The Atlanta Journal-Constitution
Sources: China offers a path to eliminate U.S. trade imbalance
China has offered to go on a six-year buying spree to ramp up imports from the U.S., in a move that would reconfigure the relationship between the world’s two largest economies, according to officials familiar with the negotiations.
What it means
By increasing imports from the U.S. by a combined value of more than $1 trillion over that period, China would seek to reduce its trade surplus — which last year stood at $323 billion — to zero by 2024, one of the people said. The officials asked not to be named as the discussions aren’t public.
The offer, made during talks in Beijing earlier this month, was met with skepticism by U.S. negotiators who nonetheless asked the Chinese to do even better, demanding the imbalance be cleared in the next two years, the people said. Economists who’ve studied the trade relationship argue it would be hard to eliminate the gap, which they say is sustained in large part by U.S. demand for Chinese products.
Why it matters
It’s not the first time China has made an offer to reduce the deficit as a way of trying to break the deadlock between the sides that has darkened the global economic outlook and roiled financial markets since last year.

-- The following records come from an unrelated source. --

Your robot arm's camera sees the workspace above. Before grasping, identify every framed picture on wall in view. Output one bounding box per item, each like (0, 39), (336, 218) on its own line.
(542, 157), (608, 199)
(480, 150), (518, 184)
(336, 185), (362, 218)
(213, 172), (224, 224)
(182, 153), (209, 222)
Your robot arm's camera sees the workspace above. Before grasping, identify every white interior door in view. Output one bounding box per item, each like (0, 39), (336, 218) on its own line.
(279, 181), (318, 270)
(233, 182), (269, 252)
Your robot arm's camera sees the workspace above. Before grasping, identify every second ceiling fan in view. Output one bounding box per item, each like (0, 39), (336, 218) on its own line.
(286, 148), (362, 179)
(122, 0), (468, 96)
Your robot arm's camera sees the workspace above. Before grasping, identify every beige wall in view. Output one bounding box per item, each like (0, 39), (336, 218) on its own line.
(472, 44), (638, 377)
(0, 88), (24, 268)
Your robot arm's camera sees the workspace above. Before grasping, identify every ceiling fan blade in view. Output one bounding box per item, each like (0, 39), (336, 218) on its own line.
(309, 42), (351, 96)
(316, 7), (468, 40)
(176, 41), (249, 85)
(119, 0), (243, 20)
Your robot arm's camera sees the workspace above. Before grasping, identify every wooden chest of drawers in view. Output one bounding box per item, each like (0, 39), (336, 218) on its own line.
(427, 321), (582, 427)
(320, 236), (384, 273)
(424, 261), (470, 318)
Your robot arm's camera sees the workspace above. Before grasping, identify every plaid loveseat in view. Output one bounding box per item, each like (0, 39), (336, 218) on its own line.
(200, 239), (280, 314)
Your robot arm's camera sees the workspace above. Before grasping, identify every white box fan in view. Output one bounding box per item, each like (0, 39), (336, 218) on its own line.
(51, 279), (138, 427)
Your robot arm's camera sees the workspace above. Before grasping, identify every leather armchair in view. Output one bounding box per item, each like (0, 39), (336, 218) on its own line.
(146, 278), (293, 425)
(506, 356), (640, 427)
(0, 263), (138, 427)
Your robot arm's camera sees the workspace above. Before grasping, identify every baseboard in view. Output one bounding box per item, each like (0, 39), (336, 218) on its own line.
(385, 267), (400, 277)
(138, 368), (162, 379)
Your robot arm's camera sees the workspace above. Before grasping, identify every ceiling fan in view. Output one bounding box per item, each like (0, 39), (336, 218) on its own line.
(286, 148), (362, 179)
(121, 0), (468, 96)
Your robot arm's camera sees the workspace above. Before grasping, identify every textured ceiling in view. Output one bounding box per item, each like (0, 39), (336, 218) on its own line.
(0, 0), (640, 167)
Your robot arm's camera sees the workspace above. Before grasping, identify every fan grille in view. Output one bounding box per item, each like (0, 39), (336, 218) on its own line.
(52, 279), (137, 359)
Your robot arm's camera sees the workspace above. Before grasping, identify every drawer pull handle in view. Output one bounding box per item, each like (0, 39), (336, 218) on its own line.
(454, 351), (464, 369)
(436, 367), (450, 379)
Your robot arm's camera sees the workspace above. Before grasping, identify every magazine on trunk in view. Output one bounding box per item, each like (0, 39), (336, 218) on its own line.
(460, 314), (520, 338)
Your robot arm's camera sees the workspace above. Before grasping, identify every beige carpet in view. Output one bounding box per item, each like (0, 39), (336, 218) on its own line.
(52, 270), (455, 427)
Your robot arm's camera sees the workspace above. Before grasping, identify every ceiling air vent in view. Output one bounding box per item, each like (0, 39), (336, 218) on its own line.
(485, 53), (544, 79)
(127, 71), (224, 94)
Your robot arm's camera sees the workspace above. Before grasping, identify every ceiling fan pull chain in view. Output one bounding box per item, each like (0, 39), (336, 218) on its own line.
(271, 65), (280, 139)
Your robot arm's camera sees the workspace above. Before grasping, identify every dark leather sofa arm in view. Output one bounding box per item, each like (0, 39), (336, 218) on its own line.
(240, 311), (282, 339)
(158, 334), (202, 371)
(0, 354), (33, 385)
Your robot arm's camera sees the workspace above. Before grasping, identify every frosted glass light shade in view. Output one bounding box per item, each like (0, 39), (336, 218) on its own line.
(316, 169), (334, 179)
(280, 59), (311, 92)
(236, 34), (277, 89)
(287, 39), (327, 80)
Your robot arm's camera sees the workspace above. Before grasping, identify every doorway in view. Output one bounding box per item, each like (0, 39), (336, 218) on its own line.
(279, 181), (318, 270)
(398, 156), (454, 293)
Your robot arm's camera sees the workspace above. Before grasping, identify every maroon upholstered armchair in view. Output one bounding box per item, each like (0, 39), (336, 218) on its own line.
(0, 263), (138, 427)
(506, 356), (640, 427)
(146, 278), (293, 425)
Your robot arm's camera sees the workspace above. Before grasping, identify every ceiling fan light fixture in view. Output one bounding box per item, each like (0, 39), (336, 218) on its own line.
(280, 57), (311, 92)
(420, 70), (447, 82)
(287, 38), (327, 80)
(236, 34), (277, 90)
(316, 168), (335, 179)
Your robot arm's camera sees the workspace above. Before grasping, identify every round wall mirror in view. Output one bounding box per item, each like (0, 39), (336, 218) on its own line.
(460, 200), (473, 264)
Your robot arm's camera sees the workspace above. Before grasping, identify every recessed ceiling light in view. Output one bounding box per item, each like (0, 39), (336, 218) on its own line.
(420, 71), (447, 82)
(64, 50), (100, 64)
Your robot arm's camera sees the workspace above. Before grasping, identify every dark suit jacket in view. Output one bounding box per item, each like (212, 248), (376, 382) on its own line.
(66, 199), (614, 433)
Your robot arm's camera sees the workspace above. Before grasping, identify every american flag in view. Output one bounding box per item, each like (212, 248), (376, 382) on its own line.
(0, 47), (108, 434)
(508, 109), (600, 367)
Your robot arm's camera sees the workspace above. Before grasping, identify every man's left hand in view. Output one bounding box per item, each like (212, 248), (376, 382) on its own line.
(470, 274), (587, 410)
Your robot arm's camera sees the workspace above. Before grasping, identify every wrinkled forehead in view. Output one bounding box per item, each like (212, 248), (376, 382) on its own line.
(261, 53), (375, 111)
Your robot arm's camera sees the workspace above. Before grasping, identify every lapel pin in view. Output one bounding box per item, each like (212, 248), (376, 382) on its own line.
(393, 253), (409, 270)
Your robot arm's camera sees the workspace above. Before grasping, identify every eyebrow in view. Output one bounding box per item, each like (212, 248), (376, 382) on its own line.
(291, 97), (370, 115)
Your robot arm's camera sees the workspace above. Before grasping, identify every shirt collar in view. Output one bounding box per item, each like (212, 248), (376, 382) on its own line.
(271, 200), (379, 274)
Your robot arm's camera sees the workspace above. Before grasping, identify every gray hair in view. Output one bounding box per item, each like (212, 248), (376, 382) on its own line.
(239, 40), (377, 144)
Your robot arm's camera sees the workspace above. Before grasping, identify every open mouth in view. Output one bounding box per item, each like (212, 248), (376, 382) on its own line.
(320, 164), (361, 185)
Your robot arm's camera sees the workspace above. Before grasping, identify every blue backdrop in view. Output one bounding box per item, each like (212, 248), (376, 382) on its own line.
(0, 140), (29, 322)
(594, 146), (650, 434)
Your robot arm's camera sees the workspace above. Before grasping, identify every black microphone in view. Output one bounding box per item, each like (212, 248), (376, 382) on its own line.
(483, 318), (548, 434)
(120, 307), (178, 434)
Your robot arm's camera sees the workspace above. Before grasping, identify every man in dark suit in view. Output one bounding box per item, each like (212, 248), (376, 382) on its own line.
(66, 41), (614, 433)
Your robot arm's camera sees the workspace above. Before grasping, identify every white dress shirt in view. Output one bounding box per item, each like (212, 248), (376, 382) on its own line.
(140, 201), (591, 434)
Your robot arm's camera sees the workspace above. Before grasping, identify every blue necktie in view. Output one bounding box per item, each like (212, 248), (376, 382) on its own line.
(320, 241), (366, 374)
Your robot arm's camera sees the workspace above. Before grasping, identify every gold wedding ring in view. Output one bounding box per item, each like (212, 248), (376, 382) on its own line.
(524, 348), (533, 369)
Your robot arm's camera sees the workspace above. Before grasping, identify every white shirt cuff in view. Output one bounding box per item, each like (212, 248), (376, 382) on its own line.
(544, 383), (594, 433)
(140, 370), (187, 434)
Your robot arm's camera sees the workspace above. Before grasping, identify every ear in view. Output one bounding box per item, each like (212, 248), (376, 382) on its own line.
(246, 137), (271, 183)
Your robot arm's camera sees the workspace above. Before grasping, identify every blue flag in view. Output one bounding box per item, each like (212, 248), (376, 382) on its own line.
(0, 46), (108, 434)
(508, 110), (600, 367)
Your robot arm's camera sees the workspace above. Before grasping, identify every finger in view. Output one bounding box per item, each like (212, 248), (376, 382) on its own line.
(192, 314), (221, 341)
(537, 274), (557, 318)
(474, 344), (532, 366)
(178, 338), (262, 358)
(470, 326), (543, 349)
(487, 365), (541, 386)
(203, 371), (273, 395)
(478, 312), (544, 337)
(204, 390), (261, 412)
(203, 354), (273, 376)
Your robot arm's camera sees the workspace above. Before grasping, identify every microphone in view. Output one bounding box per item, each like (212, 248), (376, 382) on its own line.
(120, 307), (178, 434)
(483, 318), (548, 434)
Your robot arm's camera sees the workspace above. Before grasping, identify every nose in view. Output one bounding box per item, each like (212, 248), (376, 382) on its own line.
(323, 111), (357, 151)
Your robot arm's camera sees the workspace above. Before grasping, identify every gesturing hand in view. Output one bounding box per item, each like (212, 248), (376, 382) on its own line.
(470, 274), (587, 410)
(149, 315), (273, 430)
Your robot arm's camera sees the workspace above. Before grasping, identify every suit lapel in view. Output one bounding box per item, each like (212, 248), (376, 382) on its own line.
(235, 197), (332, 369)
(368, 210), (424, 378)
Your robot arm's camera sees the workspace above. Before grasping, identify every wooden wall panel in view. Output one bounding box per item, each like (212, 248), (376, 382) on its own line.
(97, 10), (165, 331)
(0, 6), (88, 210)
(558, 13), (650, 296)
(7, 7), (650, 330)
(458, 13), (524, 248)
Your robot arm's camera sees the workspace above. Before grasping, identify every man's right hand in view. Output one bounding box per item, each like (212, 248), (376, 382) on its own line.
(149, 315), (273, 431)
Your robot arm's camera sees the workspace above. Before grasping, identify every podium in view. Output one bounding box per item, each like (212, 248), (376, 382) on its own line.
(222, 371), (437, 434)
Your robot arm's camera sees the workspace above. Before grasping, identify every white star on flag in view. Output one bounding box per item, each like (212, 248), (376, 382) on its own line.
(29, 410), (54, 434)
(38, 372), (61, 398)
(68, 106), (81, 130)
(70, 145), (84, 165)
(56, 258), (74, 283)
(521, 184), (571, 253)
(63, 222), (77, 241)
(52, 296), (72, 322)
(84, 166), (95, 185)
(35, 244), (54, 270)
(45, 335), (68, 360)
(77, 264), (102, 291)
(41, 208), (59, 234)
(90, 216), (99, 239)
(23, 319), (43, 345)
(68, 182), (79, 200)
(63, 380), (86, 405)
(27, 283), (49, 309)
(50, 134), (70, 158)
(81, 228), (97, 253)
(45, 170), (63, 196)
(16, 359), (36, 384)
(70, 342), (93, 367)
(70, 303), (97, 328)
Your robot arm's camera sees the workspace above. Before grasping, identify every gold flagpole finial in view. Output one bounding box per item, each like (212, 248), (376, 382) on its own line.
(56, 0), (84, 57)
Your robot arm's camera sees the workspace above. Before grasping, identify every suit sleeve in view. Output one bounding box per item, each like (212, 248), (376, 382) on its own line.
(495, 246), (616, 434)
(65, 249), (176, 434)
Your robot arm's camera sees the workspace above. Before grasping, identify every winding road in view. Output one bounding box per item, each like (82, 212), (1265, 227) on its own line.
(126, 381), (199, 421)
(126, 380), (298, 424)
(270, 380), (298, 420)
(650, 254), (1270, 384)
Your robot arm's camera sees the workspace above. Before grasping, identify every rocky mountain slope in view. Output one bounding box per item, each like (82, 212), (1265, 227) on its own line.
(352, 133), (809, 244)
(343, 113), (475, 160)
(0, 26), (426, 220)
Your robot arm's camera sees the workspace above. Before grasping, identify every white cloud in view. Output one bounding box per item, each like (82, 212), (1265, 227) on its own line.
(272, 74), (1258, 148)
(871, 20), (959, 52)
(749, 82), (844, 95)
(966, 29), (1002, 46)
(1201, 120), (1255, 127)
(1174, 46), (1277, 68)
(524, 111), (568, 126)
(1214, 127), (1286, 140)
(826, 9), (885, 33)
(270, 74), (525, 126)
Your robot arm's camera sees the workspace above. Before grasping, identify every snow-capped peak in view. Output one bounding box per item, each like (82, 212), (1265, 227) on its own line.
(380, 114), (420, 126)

In May, President Donald Trump scrapped a framework for a deal negotiated by Treasury Secretary Steven Mnuchin that would have seen China “significantly” increase purchases of U.S. goods.
By agreeing to buy more goods from the U.S., China may just shift its trade surplus toward other trading partners, said Tom Orlik, the chief economist for Bloomberg Economics.
“If China switches its imports from other countries to the U.S. — less Brazilian soybeans, more U.S. soybeans — that might help deal with their bilateral problem with the U.S., but at the expense of worsening imbalances with other countries,” he said.
Additionally, the types of products China offers to buy more of could matter more than the overall target for a dollar amount, Orlik said.
Airplanes, soybeans and automobiles were among China’s top U.S. imports last year.
What’s next
No decisions were finalized in the latest Beijing talks and discussions are set to continue at the end of January, when Chinese Vice Premier Liu He is scheduled to travel to Washington.